On October 1, 2025, Bakkt Holdings, Inc. completed the sale of its Loyalty business to Project Labrador Holdco, LLC, marking a significant shift in its operational focus. This transaction, initially announced on July 23, 2025, allows Bakkt to streamline operations, reduce costs, and concentrate on its core areas of Bitcoin, tokenization, digital asset trading, stablecoin payments, and AI-driven finance. The sale is seen as a pivotal move to enhance Bakkt’s position as a pure-play digital asset infrastructure platform, aligning with its mission to drive growth and create long-term value for shareholders.

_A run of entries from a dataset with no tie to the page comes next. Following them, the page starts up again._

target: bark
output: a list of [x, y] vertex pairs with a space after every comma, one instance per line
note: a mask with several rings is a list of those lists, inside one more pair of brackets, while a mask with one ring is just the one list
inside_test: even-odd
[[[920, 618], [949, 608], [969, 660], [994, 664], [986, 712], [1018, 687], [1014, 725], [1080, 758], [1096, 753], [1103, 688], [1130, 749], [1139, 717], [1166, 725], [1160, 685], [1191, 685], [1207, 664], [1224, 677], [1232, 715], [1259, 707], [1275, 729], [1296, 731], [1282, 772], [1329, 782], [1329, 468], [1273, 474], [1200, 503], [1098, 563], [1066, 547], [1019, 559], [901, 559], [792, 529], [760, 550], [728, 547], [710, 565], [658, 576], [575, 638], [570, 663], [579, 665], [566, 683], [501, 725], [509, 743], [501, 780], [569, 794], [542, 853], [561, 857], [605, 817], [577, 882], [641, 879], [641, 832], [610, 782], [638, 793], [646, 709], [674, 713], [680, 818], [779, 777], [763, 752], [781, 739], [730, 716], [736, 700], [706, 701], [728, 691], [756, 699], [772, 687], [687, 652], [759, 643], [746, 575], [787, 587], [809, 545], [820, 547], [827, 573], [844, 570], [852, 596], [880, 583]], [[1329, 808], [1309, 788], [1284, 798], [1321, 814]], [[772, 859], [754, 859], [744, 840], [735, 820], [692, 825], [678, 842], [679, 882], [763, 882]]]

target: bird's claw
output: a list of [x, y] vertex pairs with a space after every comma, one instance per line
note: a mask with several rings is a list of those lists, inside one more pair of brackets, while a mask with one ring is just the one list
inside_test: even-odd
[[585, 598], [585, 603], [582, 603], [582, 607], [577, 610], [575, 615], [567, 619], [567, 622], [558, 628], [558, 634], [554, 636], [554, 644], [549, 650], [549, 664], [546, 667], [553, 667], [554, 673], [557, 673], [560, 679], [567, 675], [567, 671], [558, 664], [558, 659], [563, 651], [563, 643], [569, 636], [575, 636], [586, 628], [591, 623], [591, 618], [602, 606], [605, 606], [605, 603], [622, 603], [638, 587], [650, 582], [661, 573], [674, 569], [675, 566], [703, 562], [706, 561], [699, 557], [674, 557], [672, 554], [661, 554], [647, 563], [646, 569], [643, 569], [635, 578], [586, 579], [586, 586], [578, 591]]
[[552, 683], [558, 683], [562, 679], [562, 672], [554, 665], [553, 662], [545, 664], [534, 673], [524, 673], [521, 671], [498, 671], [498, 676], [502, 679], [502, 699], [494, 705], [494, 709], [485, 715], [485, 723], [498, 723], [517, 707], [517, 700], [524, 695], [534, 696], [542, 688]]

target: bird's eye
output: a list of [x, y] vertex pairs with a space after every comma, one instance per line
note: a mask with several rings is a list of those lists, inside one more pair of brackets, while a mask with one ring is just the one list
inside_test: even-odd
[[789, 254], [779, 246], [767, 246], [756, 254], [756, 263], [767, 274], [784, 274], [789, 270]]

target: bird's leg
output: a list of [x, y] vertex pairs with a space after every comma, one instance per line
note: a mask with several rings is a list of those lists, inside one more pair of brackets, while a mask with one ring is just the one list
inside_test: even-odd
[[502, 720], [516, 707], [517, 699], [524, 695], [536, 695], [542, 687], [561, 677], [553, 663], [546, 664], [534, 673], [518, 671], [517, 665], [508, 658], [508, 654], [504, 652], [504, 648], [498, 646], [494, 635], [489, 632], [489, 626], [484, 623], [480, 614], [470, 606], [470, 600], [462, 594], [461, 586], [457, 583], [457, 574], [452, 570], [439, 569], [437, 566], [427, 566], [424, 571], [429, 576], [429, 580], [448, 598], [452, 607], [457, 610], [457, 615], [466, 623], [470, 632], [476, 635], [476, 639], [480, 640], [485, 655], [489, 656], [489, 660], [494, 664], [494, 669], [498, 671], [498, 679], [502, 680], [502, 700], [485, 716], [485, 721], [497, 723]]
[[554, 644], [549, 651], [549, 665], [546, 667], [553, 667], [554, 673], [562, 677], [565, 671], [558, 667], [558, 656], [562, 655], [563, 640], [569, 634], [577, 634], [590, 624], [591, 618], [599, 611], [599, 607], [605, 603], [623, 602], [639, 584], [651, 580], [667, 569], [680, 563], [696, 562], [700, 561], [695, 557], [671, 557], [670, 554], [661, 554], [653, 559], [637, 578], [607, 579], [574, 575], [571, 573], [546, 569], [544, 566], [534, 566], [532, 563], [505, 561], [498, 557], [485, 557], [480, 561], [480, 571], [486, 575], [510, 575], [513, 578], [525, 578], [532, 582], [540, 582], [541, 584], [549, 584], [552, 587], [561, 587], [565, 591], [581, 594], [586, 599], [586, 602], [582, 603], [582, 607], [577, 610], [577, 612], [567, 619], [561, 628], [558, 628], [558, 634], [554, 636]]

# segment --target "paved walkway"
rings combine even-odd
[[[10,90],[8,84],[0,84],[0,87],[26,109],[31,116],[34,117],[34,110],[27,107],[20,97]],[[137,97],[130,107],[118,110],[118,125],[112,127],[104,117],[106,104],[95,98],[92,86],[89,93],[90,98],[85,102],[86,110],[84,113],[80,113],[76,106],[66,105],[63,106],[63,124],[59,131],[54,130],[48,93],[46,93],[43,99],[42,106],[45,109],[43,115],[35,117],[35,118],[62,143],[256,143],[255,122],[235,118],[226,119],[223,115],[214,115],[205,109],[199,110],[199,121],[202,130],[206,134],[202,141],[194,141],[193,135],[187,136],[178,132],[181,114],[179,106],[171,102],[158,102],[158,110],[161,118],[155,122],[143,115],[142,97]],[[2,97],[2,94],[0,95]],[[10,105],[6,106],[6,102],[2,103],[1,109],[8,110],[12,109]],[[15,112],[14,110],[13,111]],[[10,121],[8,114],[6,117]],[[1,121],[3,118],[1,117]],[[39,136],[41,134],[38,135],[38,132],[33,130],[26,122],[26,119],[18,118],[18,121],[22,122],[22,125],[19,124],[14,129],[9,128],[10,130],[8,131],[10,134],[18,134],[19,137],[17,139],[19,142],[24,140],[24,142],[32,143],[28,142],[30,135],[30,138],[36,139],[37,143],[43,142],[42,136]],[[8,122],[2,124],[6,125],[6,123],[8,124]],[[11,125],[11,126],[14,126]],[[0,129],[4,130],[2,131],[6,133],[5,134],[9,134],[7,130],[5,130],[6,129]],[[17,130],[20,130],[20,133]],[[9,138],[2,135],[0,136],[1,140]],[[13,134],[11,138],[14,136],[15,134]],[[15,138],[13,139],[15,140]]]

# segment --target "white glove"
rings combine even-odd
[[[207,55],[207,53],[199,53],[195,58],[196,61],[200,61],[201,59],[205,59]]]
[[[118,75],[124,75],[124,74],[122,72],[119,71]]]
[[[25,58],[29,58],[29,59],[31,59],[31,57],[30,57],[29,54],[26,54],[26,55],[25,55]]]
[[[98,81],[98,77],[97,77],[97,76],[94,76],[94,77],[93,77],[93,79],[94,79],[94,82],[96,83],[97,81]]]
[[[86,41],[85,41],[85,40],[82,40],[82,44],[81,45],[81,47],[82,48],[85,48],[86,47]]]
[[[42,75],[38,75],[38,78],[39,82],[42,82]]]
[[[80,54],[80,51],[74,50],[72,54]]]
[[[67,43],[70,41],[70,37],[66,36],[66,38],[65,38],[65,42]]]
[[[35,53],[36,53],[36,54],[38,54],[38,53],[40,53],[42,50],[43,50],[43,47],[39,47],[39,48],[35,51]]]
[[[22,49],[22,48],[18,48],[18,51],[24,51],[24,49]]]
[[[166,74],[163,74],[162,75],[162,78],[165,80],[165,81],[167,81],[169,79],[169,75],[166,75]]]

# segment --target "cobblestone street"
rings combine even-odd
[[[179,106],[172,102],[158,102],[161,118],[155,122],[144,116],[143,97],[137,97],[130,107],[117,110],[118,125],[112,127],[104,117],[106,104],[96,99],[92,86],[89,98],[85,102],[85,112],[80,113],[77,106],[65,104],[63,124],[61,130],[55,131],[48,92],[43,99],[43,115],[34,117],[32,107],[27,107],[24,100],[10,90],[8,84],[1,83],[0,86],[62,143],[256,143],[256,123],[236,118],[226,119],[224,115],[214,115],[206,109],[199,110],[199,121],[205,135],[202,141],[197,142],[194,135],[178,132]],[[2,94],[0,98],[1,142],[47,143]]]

On September 17, 2025, De’Ana Dow resigned from her position as a director of Bakkt Holdings, Inc. and as a member of the Audit and Risk Committee, with her resignation unrelated to any disagreements with the company. Her unvested RSUs vested upon her resignation. Concurrently, Michael Alfred was appointed as a Class II director to fill the vacancy, with the Board confirming his independence and compliance with New York Stock Exchange requirements. Alfred, a seasoned investor and advisor, brings extensive experience in financial technology and digital assets, enhancing the company’s strategic direction.

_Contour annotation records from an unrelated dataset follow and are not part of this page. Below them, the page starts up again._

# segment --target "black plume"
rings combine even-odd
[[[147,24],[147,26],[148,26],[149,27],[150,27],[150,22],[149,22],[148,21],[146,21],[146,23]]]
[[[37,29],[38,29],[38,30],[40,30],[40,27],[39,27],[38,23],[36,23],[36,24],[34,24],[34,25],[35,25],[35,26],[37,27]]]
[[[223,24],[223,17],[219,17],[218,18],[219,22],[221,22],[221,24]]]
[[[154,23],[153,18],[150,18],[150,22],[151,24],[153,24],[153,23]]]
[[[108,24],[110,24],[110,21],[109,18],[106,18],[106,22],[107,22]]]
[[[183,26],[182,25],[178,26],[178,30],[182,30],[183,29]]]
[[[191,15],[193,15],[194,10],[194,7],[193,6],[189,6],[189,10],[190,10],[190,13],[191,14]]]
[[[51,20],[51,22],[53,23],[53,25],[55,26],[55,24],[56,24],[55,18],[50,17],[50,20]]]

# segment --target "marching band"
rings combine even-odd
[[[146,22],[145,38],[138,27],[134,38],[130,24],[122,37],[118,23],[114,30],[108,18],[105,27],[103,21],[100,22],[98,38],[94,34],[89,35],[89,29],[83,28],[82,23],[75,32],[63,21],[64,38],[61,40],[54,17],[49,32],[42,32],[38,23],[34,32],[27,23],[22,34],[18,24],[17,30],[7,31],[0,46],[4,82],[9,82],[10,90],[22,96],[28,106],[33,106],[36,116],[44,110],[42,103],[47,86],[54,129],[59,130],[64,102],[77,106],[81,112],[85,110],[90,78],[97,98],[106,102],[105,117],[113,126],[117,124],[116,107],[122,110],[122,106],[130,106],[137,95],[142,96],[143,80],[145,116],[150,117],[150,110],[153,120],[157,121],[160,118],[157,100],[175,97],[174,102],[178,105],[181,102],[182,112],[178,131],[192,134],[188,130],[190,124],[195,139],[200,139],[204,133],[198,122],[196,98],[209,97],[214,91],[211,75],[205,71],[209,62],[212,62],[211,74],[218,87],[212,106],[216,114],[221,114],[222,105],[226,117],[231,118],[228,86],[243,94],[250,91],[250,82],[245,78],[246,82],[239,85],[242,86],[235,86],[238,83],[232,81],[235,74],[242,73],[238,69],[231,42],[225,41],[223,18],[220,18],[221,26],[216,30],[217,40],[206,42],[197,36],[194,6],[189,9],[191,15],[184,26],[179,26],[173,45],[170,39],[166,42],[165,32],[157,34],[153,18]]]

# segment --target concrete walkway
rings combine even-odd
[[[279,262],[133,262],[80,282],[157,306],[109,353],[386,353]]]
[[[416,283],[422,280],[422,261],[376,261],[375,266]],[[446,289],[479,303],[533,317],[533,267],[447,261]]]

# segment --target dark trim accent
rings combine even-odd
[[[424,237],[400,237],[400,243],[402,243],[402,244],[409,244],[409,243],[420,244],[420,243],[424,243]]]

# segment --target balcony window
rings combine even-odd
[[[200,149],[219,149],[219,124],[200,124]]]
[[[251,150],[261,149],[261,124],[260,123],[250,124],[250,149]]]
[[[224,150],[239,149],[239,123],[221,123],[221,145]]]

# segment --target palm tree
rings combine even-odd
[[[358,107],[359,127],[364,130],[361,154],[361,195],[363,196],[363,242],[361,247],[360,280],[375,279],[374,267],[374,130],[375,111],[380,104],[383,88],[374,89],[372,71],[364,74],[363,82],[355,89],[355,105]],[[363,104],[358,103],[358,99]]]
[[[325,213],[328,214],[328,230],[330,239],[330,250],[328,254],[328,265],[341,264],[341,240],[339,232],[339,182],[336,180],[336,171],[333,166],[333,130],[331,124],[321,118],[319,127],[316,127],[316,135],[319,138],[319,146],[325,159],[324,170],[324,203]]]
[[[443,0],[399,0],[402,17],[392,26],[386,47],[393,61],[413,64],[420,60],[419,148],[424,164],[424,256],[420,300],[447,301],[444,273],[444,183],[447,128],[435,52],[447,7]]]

On September 15, 2025, Bakkt Holdings, Inc. redeemed the outstanding principal amount of its 0.00% convertible debenture due June 18, 2026, for $7,875,000, including a 5% payment premium. This redemption follows a previous agreement with YA II PN, LTD., where the investor had converted $17,500,000 of the debenture into Bakkt’s Class A common stock, leaving $7,500,000 outstanding, which was fully redeemed.